Recorded changes in the weather

Snow picture

Milder winters (with snow less likely), drier summers, heavy downpours with increasing number of floods, fiercer heat waves and an apparent rise in extreme weather across the globe all point to the experience of a climate that is changing.

The most definitive source of climate change research and analysis is the Intergovernmental Panel for Climate Change (IPCC) which is sponsored by the United Nations Environment Programme (UNEP) and the World Meteorological Organisation (WMO).
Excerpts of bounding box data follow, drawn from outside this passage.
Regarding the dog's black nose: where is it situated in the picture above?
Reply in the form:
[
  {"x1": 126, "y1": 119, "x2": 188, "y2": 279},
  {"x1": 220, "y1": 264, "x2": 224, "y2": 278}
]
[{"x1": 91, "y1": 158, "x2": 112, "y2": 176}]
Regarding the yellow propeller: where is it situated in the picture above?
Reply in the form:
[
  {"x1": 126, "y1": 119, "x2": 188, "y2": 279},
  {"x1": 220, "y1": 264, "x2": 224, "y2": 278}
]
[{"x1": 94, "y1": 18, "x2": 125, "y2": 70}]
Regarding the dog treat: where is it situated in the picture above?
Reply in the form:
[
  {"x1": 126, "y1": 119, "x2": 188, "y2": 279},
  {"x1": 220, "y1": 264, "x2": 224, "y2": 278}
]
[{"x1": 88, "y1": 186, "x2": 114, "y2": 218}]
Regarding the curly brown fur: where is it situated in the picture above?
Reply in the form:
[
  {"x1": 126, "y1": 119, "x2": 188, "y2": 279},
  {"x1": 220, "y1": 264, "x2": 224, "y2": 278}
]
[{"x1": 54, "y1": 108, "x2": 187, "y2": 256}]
It has become the most comprehensive and authoritative source of material on climate change, involving the participation of thousands of scientists from around the world and a long and open review process.
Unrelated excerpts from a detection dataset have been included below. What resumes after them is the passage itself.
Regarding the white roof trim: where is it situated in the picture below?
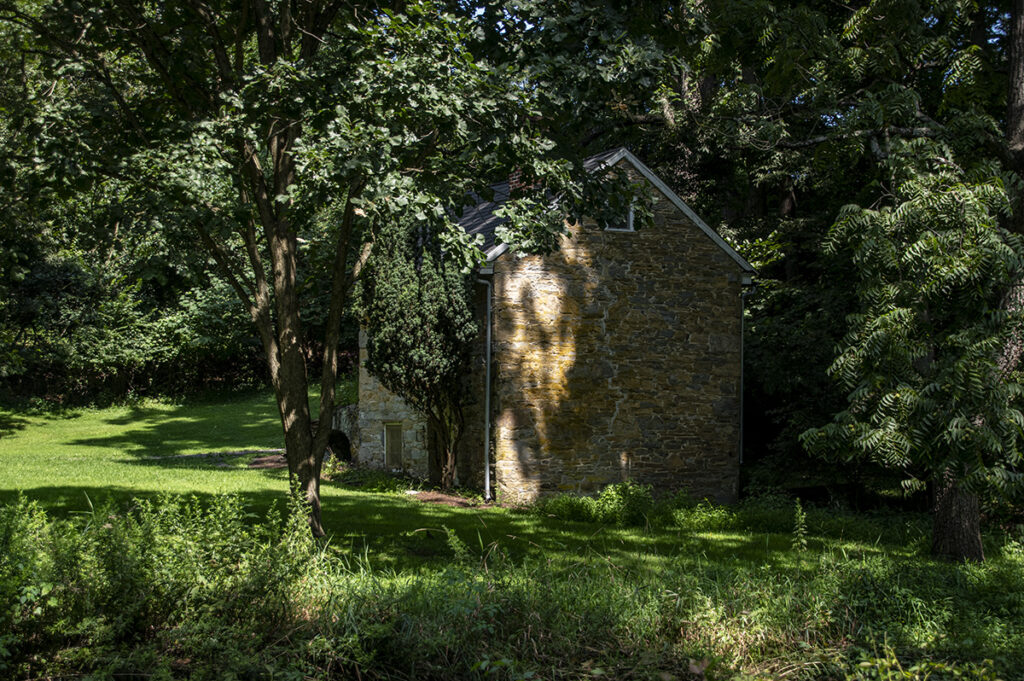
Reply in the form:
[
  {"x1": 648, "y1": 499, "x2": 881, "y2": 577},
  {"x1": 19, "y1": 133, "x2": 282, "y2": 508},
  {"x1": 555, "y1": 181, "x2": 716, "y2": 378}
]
[
  {"x1": 485, "y1": 244, "x2": 509, "y2": 262},
  {"x1": 593, "y1": 147, "x2": 755, "y2": 273}
]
(a) Global average surface temperature

According to observations from the Intergovernmental Panel for Climate Change (IPCC), the average global surface temperature over the last 50 years has increased by 0.13oC per decade which is nearly twice as much as the increase over the last 100 years. (see graphic below)

Global average surface temperature graph

Eleven of the last twelve years (1995-2006) rank among the twelve warmest years of global surface temperature recorded (since 1850).
Observations since 1961 also show that the warming rate of the average temperature of the global ocean is similar to the warming rate observed in surface temperature.

(b) Northern Hemisphere snow cover

Observed decreases in snow and ice extent are also consistent with warming:
Satellite data since 1978 show that annual average Arctic sea ice extent has shrunk by 2.7% per decade, with larger decreases in summer with 7.4%. Mountain glaciers and snow cover on average have declined in both hemispheres.

Northern Hemisphere snow cover graph

(c) Global average sea level

Increases in sea level are also consistent with warming: Global average sea level rose at an average rate of 1.8 mm per year over 1961 to 2003 and at an average rate of about 3.1 mm per year from 1993 to 2003. It is estimated than more than half of this increase is due to the expansion of the oceans as it warms up and the rest due to the melting of the ice caps and polar ice sheets.

Global average sea level graph


At continental and regional level, numerous other changes in the climate have also been observed:

According to observations from 1900 to 2005:

  • Increase in precipitation especially in eastern parts of North and South America, northern Europe and northern and central Asia whereas precipitation declined in the Sahel, the Mediterranean, southern Africa and parts of southern Asia.

According to observations over most areas in the last 50 years:

  • Less frequent cold days, cold nights and frosts while hot days and hot nights have become more frequent.
  • More frequent heat waves
  • Increase in the frequency of heavy precipitation
  • Increase in extreme high sea at a broad range of sites worldwide since 1975.
  • Increase in intense tropical cyclone activity especially in the North Atlantic since about 1970.


Graphs legend

Observed changes in (a) global average surface temperature; (b) global average sea level from tide gauge (blue) and satellite (red) data; and (c) Northern Hemisphere snow cover for March-April. All differences are relative to corresponding averages for the period 1961-1990. Smoothed curves represent decadal averaged values while circles show yearly values. The shaded areas are the uncertainty intervals estimated from a comprehensive analysis of known uncertainties (a and b) and from the time series (c).